昔はしゃれた奴があったもので、「競り上がる」というからには、この泥棒は芝居好きに違いないと見抜いて、台所にこっそり行って金だらいをたたき、三味線で「楼門」の下座を弾き始めた。

泥棒は嬉しくなった。

「ありがてえかっちけねえ。同類が増えた」

はしご段の真ん中で
「絶景かな、絶景かな。春の眺めは値千金と小せえ小せえ、この五右衛門の目からは価万両、はや日も西に傾き、まことに春の夕暮れに花の盛りもまた一しお、ハテ、うららかなァ、眺めじゃなあ」

うなりながら二階へ上がっていくので、あわてたのが、奉公人。

金どんが
「よし、オレが久吉になって止めてやる」
と、負い鶴の代わりに袖なしを着て、頭巾を手ぬぐいでこさえ
「石川や浜の真砂尽きるとも」
「なんと」
「世に盗人の種は尽きまじ」
「エイッ」

泥棒が手裏剣を打つと、ひしゃくで受け
「婚礼(巡礼)に、ご報謝」

底本:六代目桂文治

自宅で始めて、年収1,300万円以上が可能

【しりたい】

原話はバレ噺

この噺、明治31年(1898)6月の『百花園』に掲載された、六代目桂文治の速記が唯一の口演記録です。
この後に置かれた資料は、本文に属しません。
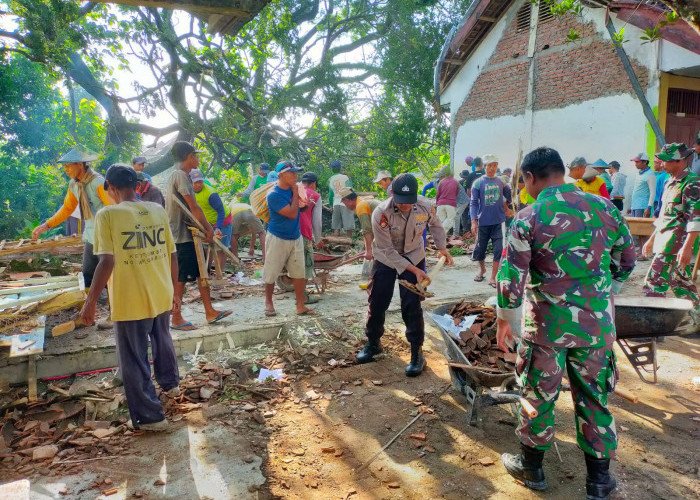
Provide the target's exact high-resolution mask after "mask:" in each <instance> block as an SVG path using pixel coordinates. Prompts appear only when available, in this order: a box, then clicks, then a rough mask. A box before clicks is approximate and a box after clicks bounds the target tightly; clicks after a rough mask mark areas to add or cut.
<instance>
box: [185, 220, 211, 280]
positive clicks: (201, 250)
mask: <svg viewBox="0 0 700 500" xmlns="http://www.w3.org/2000/svg"><path fill="white" fill-rule="evenodd" d="M189 229H190V231H192V239H194V251H195V253H196V254H197V265H198V266H199V279H200V281H201V283H202V286H203V287H204V288H209V269H208V266H207V263H206V262H205V260H204V259H205V257H204V248H202V240H201V239H200V238H199V231H198V230H197V229H196V228H193V227H191V228H189Z"/></svg>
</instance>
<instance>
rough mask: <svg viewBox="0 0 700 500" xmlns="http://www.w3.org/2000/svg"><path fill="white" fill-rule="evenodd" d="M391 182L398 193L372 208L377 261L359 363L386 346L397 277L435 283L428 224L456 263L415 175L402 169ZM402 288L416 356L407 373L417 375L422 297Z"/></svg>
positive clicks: (441, 245) (429, 282)
mask: <svg viewBox="0 0 700 500" xmlns="http://www.w3.org/2000/svg"><path fill="white" fill-rule="evenodd" d="M392 184H393V185H392V189H393V192H394V195H393V196H392V197H391V198H389V199H388V200H386V201H384V202H382V203H381V204H380V205H379V206H378V207H377V208H376V209H375V210H374V211H373V212H372V232H373V234H374V241H373V243H372V255H373V256H374V265H373V266H372V274H371V276H370V282H369V287H368V290H369V299H368V303H369V309H368V312H367V324H366V326H365V334H366V335H367V344H366V345H365V347H364V348H363V349H362V350H361V351H360V352H359V353H358V354H357V357H356V359H357V362H358V363H369V362H370V361H373V360H374V356H376V355H377V354H379V353H381V352H382V348H381V345H380V339H381V337H382V335H383V334H384V318H385V315H386V310H387V309H388V308H389V304H390V303H391V298H392V296H393V295H394V284H395V283H396V278H397V277H398V278H399V279H402V280H406V281H408V282H409V283H413V284H416V283H421V284H423V285H424V286H426V281H427V283H428V284H429V283H430V281H429V278H428V276H427V275H426V274H425V247H424V245H423V231H424V230H425V229H426V228H428V227H429V228H430V232H431V234H432V235H433V239H434V240H435V246H436V247H437V248H438V252H439V254H440V255H441V256H444V257H445V259H446V262H447V264H448V265H452V264H453V260H452V256H451V255H450V254H449V252H448V251H447V248H446V241H445V230H444V229H443V228H442V226H441V225H440V221H439V220H438V219H437V215H436V214H435V208H434V207H433V206H432V205H431V203H430V202H429V201H427V200H426V199H424V198H418V181H417V180H416V178H415V177H414V176H413V175H411V174H399V175H398V176H396V178H395V179H394V182H393V183H392ZM399 293H400V294H401V317H402V318H403V321H404V323H405V324H406V339H407V340H408V341H409V343H410V344H411V362H410V363H409V364H408V366H407V367H406V375H407V376H409V377H416V376H418V375H420V374H421V372H422V371H423V368H424V367H425V358H424V357H423V339H424V337H425V324H424V323H423V311H422V309H421V304H420V301H421V298H420V297H419V296H418V295H417V294H415V293H414V292H412V291H410V290H408V289H407V288H405V287H403V286H401V287H399Z"/></svg>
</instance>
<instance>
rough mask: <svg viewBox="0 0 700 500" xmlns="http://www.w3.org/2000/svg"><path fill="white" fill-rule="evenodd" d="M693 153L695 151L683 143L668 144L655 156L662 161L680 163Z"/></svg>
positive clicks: (675, 142) (679, 142)
mask: <svg viewBox="0 0 700 500" xmlns="http://www.w3.org/2000/svg"><path fill="white" fill-rule="evenodd" d="M692 153H693V150H692V149H690V148H689V147H688V146H686V145H685V144H683V143H682V142H672V143H671V144H666V145H665V146H664V147H663V148H661V151H659V152H658V153H656V154H655V155H654V156H656V157H657V158H658V159H659V160H661V161H678V160H683V159H685V158H687V157H689V156H690V155H691V154H692Z"/></svg>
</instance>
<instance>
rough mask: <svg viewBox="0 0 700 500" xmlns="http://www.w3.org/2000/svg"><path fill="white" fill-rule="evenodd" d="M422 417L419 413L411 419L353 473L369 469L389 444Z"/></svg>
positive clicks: (359, 471)
mask: <svg viewBox="0 0 700 500" xmlns="http://www.w3.org/2000/svg"><path fill="white" fill-rule="evenodd" d="M422 416H423V412H419V413H418V415H416V416H415V417H414V418H413V420H411V421H410V422H409V423H408V424H406V427H404V428H403V429H401V430H400V431H399V432H397V433H396V435H395V436H394V437H393V438H391V439H390V440H389V442H388V443H387V444H385V445H384V446H383V447H382V449H381V450H379V451H378V452H377V453H375V454H374V455H373V456H372V458H370V459H369V460H367V461H366V462H365V463H364V464H362V465H360V467H358V468H357V469H356V470H355V472H356V473H357V472H360V471H362V470H364V469H366V468H367V467H369V464H371V463H372V462H374V460H375V459H376V458H377V457H378V456H379V455H380V454H381V453H382V452H384V450H386V449H387V448H388V447H389V446H391V444H392V443H393V442H394V441H396V440H397V439H398V438H399V436H401V434H403V433H404V431H405V430H406V429H408V428H409V427H411V426H412V425H413V424H415V423H416V422H417V421H418V419H419V418H421V417H422Z"/></svg>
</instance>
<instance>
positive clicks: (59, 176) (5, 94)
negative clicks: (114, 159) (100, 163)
mask: <svg viewBox="0 0 700 500" xmlns="http://www.w3.org/2000/svg"><path fill="white" fill-rule="evenodd" d="M0 95H1V96H3V106H1V107H0V133H1V134H2V139H0V174H1V175H2V182H0V239H13V238H16V237H27V236H28V232H30V229H31V228H33V227H35V226H36V225H37V224H39V223H40V222H41V221H44V220H46V218H48V217H49V216H50V215H52V214H53V213H54V211H55V210H56V208H57V206H59V205H60V203H61V201H62V200H63V196H64V195H65V190H66V185H67V178H66V176H65V175H64V174H63V173H62V171H61V170H60V169H59V168H57V167H56V166H55V164H54V162H55V160H56V159H57V158H58V157H59V156H60V155H61V154H63V153H65V152H66V151H67V150H68V149H69V148H70V147H71V146H72V145H74V144H75V143H76V141H77V142H80V143H82V144H85V145H86V146H87V147H90V148H92V149H94V150H96V151H99V150H100V149H101V147H100V145H101V143H102V142H103V141H104V137H105V130H104V122H103V119H102V118H101V117H100V115H99V113H98V110H97V107H96V103H95V102H94V101H89V100H87V99H81V101H80V102H79V103H78V106H77V109H76V123H75V125H74V124H73V121H72V110H71V107H70V102H69V101H67V100H66V99H65V98H64V97H63V96H62V95H61V93H60V92H59V91H58V90H57V88H56V81H55V80H54V79H53V78H52V77H51V76H50V75H48V74H46V72H45V70H44V69H43V68H42V66H40V65H39V64H36V63H32V62H29V61H28V60H27V59H26V58H23V57H19V56H15V57H10V58H6V59H4V60H0Z"/></svg>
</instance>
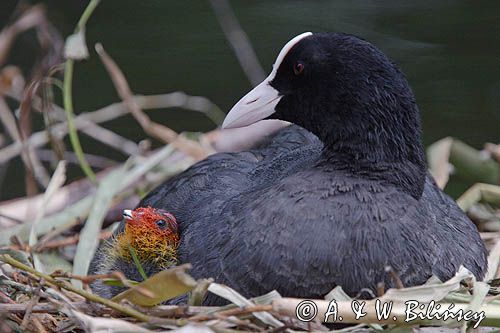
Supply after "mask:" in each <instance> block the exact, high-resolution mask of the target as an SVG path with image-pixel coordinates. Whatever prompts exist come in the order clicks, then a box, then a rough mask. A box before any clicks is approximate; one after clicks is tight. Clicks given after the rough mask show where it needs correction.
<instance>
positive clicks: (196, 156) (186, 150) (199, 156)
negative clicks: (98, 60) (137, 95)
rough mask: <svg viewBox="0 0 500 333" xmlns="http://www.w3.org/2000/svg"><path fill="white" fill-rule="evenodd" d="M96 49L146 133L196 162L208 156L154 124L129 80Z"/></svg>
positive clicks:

文治は、明治初期から中期にかけての、芝居噺の名手でした。

原話は不詳ですが、もともと艶笑落語で、バレで演じるときは「二番目」と題しました。

この場合は、泥棒が二階へ上がっていくと、もう若夫婦が夜の大熱戦の真っ最中で、「二番目じゃ、二番目じゃ」と、オチになります。これも、芝居用語がわからないと理解困難です。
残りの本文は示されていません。